Dans ce deuxième volet de Demon, Jason Shiga continue sur sa lancé totalement dingue: à travers un style cartoonesque où les personnages ressemblent à des jouets pour enfant, il introduit une narration extrêmement cartésienne et pointue. Le déroulement du scénario est juste fou: tous les engrenages s’assemblent et forment une bande-dessinée comme aucune autre…
On y retrouve un Jimmy qui délaisse de plus en plus sa part d’humanité pour arriver à ses fins. Il teste, note, calcule tout de manière de plus en plus rapide et détachée, révélant un QI dépassant de loin celui d’une huitre. Il est obnubilé par la raison de ces réincarnations et poursuit toujours plus sa fuite en avant. Cependant, un élément majeur va chambarder ses plans de revanche: sa fille est toujours vivante, sauvée par ce don étrange que lui-même possède.

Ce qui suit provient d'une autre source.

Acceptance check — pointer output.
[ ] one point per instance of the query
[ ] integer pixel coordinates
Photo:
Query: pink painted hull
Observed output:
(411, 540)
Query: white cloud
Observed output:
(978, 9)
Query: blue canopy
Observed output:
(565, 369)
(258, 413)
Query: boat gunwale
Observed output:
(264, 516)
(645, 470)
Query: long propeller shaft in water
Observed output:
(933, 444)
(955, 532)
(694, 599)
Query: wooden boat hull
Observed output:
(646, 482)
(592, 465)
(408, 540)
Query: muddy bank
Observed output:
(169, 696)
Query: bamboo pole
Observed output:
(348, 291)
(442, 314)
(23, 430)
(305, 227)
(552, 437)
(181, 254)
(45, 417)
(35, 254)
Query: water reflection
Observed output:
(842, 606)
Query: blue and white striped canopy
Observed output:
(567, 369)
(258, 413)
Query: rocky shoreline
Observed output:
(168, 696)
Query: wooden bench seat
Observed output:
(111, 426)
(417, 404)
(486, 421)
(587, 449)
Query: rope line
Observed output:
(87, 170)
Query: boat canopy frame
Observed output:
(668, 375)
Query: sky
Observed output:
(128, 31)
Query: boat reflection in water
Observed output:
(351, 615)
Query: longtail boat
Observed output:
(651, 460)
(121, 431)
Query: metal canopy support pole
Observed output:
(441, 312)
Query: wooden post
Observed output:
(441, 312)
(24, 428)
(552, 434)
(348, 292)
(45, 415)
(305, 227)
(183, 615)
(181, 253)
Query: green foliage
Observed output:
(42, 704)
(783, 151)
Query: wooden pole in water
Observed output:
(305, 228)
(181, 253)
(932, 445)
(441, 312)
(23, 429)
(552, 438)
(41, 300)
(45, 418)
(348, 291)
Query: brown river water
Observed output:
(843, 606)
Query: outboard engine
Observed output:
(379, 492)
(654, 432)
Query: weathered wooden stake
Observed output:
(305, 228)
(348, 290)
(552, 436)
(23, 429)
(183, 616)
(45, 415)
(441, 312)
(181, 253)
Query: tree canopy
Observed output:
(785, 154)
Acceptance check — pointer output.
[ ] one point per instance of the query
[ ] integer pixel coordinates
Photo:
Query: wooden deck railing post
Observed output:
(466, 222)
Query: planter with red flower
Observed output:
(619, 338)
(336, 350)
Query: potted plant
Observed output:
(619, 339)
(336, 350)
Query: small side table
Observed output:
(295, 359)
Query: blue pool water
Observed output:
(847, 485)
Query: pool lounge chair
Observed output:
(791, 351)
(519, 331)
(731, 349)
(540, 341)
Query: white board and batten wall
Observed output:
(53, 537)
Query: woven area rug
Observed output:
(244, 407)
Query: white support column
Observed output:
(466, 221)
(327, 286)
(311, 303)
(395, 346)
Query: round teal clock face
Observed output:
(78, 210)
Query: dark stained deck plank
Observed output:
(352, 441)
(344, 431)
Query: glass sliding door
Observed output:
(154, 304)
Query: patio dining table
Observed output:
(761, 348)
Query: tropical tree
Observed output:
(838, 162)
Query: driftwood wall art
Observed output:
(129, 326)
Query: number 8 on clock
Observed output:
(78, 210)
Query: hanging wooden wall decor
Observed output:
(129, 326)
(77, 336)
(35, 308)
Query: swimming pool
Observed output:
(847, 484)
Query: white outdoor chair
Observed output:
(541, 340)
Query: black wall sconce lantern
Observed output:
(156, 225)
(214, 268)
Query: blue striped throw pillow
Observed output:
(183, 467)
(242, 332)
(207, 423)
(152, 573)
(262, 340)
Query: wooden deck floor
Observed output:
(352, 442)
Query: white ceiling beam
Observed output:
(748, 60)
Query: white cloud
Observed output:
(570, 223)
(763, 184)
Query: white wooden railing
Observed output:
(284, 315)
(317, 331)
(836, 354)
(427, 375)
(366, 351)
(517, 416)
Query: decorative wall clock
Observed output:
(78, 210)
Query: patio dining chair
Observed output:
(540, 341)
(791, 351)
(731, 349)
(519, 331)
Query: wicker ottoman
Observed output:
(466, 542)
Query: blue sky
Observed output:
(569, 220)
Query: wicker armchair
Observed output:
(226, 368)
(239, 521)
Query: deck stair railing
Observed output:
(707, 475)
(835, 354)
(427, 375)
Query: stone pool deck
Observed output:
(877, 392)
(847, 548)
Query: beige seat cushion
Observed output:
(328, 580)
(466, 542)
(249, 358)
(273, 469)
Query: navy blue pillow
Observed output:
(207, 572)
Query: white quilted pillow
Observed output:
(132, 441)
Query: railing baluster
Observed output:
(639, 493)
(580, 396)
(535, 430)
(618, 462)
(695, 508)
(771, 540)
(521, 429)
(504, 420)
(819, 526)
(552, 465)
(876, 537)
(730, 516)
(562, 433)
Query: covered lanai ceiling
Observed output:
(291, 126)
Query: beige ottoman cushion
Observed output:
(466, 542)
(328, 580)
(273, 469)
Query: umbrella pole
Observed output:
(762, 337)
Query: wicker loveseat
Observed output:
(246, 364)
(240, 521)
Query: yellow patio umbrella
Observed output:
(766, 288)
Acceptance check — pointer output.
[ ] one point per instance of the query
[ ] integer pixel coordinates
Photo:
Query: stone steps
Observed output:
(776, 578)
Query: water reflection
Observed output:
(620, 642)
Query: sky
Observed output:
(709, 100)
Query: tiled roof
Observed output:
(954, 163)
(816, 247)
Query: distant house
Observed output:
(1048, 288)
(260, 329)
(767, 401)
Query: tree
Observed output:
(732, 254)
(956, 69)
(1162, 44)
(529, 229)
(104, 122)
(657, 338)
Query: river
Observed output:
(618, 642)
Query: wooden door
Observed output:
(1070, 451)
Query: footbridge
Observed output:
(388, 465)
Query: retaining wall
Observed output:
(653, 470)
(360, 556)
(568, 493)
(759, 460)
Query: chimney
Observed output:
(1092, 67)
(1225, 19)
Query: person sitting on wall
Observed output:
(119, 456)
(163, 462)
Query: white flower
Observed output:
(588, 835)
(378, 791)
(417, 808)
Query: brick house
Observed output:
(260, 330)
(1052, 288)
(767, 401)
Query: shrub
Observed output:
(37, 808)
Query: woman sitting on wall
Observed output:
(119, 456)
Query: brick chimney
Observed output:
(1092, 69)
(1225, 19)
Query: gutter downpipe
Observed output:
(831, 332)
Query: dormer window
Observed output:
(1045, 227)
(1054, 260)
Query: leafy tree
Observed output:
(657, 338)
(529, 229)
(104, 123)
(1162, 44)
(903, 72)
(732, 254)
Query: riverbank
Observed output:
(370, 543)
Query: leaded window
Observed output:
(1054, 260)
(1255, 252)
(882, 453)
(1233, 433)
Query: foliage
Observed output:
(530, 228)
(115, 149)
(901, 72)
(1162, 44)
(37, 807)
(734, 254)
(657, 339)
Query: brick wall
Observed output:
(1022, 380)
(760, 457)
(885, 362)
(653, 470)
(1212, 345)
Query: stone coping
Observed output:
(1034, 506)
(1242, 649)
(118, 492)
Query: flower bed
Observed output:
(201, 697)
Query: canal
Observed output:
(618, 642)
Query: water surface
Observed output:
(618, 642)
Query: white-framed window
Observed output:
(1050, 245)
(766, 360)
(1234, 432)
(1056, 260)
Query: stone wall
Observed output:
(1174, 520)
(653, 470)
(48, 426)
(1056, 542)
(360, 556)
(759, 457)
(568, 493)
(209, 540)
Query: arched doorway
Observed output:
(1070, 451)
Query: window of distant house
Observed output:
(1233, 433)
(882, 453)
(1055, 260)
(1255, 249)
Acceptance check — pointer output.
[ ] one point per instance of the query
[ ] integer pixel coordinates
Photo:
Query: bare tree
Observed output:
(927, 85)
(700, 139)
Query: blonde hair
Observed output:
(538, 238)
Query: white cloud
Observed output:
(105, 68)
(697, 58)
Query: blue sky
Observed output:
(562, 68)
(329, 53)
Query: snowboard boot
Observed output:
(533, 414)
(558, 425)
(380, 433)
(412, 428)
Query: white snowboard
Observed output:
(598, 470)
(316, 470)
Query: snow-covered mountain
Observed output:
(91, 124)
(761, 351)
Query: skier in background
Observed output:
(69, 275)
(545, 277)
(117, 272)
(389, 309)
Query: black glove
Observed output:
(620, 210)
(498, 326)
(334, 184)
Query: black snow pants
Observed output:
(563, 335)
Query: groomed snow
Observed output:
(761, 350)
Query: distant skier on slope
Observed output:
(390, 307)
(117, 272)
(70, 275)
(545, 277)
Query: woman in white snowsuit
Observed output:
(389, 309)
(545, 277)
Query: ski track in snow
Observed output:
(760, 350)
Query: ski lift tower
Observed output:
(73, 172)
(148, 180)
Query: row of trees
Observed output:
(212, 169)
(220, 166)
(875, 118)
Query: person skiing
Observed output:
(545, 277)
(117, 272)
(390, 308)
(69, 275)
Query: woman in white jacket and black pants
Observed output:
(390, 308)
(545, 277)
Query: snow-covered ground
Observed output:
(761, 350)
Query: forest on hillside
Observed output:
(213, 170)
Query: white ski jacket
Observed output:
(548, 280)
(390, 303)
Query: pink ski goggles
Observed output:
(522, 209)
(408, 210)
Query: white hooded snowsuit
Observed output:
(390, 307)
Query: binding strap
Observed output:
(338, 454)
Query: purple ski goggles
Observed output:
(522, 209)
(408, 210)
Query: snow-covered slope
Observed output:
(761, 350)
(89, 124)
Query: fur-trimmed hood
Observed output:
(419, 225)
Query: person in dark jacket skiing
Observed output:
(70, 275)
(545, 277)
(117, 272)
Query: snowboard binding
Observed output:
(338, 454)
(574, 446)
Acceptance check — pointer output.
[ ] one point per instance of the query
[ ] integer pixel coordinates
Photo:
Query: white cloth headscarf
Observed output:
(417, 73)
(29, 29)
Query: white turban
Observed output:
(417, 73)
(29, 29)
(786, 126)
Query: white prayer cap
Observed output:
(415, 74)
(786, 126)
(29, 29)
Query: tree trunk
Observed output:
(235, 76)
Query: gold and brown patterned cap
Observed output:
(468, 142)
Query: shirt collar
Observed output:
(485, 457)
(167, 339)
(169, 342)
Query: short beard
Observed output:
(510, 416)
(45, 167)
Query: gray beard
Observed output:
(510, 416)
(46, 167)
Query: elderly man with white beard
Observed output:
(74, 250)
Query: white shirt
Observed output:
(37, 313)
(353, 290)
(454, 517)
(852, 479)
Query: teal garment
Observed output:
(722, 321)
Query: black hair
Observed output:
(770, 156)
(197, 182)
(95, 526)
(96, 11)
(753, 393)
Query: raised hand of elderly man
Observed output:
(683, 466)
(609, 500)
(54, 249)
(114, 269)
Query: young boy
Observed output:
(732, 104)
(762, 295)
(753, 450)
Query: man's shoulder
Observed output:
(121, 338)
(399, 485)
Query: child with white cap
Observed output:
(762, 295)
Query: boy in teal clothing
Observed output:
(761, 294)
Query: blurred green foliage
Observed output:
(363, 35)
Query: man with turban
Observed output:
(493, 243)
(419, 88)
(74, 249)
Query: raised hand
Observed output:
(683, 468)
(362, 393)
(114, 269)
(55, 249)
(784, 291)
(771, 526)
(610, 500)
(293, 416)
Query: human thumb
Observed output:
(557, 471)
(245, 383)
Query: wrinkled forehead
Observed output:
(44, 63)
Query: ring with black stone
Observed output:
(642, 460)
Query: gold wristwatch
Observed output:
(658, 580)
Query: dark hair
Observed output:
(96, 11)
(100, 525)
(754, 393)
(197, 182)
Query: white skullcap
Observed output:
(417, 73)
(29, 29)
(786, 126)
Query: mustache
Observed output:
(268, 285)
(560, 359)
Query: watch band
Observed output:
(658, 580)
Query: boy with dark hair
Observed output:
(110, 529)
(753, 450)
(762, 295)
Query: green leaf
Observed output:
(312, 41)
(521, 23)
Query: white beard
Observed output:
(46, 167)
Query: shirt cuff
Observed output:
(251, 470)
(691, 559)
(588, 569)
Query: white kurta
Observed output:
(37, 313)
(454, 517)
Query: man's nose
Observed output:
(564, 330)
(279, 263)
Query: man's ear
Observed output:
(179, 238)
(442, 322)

Bientôt, aidé par des expériences commandées par les experts gouvernementaux, Jimmy se rend compte que tout ceci est génétique. D’après eux, cette “transmutation” se fait grâce un organe appelé le “flastique” (se trouvant dans la 4ème dimension juste au dessus du cerveau) qui, au lieu de s’atrophier suite au décès comme de coutume, parvient à se déplacer d’un corps à un autre dans le cadre de la famille Yee. Le truc, c’est qu’apparemment ils ne sont pas le seuls sur Terre a posséder ce petit plus, et que les autres démons sont moins soucieux de l’éthique et de l’humanité que notre personnage principal.
Les démons sont en liberté, possédants un esprit agile et primitif, perçant et décalé. Autant vous dire que c’est assez délicat de les stopper et de leur faire entendre raison.
Les rebondissements s’enchainent, le rythme s’accélère et l’auteur ne perd à aucun moment l’accélérateur de cette machine endiablée. Rien n’arrête Jimmy, qui parvient à se suicider de manières plus inventives et farfelues les unes que les autres, avançant de plus en plus loin dans ce dédale macabre qui lui tient lieu de quotidien.
En reprenant une thématique vieille comme le monde et en la replaçant dans un contexte moderne et réaliste, Jason Shiga fait de l’exorcisme un don qui, cumulé à une intelligence poussée, peut mener à un scénario des plus intéressant, digne des plus grands films: méthodique et irrévérencieux, sanglant et effréné, ce deuxième volume place Jason Shiga au rang des auteurs à lire absolument.